Qui arriviamo ai numeri: solo all’Aquila abbiamo avuto 60 mila persone sfollate, su 85 mila in tutto. Questo fa un’ enorme differenza da un punto di vista comunitario perché il terremoto di Messina: 110 mila abitanti, circa 100 mila morti nel 1908: c’è stato da gestire 10 mila persone su un territorio disastrato e con i mezzi di allora. Il terremoto di Avezzano: circa 11500 abitanti, 10500 e più morti, anche perché è arrivato a cielo sereno; da gestire 1000, 1500 persone. All’Aquila c’erano da gestire 85 mila persone: una situazione completamente diversa forse anomala e neanche storicamente documentata anche perchè si è trattato di un capoluogo di provincia d’importanza storica con tutto quello che ne è conseguito.

In questo senso l’intervento della protezione civile è stato fantastico, immediato sia nei primi momenti, sia in seguito perché già alle 9 di mattina erano stati costruiti i primi accampamenti; tempo due giorni i campi erano tutti, più o meno, abbozzati e costruiti; tempo tre-quattro giorni sono arrivate le cucine e tutti gli altri servizi comunque presenti in una decina di giorni al massimo. Quindi un intervento eccezionale. Il maligno direbbe “certo, lo sapevano da mesi che sarebbe successo lì e quindi era già tutto pronto, codificato: ogni camion , ogni macchina, ogni strumento sapeva dove andare” Ciò è infatti previsto nell’ambito della protezione civile che applica la strategia di chiedersi come intervenire se dovesse verificarsi un terremoto in una certa parte d’Italia, a maggior ragione in questo caso.

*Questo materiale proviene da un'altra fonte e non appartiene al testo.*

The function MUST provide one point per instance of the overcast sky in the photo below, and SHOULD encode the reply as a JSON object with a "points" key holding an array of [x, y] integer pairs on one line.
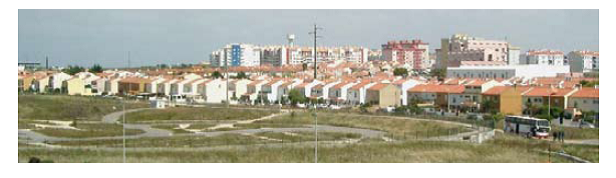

A questo punto però è lecito chiedersi “se già si sapeva allora perchè non hanno fatto qualcosa prima ?”. Questa è la domanda che nei campi, facendo le conferenze, hanno rivolto a loro più spesso ed è stata una grossa diatriba anche perchè c’è stato un ricercatore (Giuliani) che aveva previsto attraverso il radon che ci sarebbe stato un terremoto. In realtà dal punto di vista tecnico lo studio sul radon, che è stato fatto per ventidue anni, è stato abbandonato da tempo sia di giapponesi che dagli americani (il Giappone e la California sono i paesi più soggetti a terremoti) perché statisticamente le emissione di radon non sono correlabili ai terremoti nel senso che con l’elettrosismografo delle emissioni radon, la significatività è 0.001 mentre è 0,007 per un temporale: quindi al limite potremmo usare il radon per prevedere un temporale e non certo per un terremoto. Nonostante questo in una popolazione allertata da mesi, come era quella aquilana, se per 4 mesi una persona dice “guardate che io so dirvi dove si verificherà il terremoto” e c’è uno stato che dice “non succede niente”, la gente crede a Giuliani! Nelle riunioni in regione con la protezione civile a febbraio e a marzo hanno detto “non succede nulla… è tutto tranquillo, state nelle vostre case..”; è chiaro che la gente ha paura visto che la terra continua a tremare 3-4 volta al giorno, una volta la settimana fa una scossa pari al quarto grado della scala Richter che sposta tavoli di mezzo metro e anche di un metro: ebbene la gente crede a Giuliani! Sarà pure uno che grida, ma la gente crede a chi gli dice che qualcosa sta accadendo, non a chi lo nega. Quindi è stato un grosso trauma e le persone si sono sentite abbandonate ancora prima che avvenisse il terremoto. Ci sono stati movimenti: alcuni sindaci hanno cercato di far intervenire la protezione civile e sono stati sconfermati dalla polizia che ha fatto tornare tutta la gente nelle case perchè non doveva esserci il terremoto o per lo meno per un motivo che poi gli è stato spiegato, ma non in mezzo alla gente; Longo ha sentito tanti discorsi che confermano in maniera enorme quello che si sta dicendo in questi giorni sul mercanteggiare (ma di questo non vuole parlare). Sottolinea però di aver sentito dire dieci giorni fa, da personaggi molto noti posti al vertice: “ l’emergenza è finita”.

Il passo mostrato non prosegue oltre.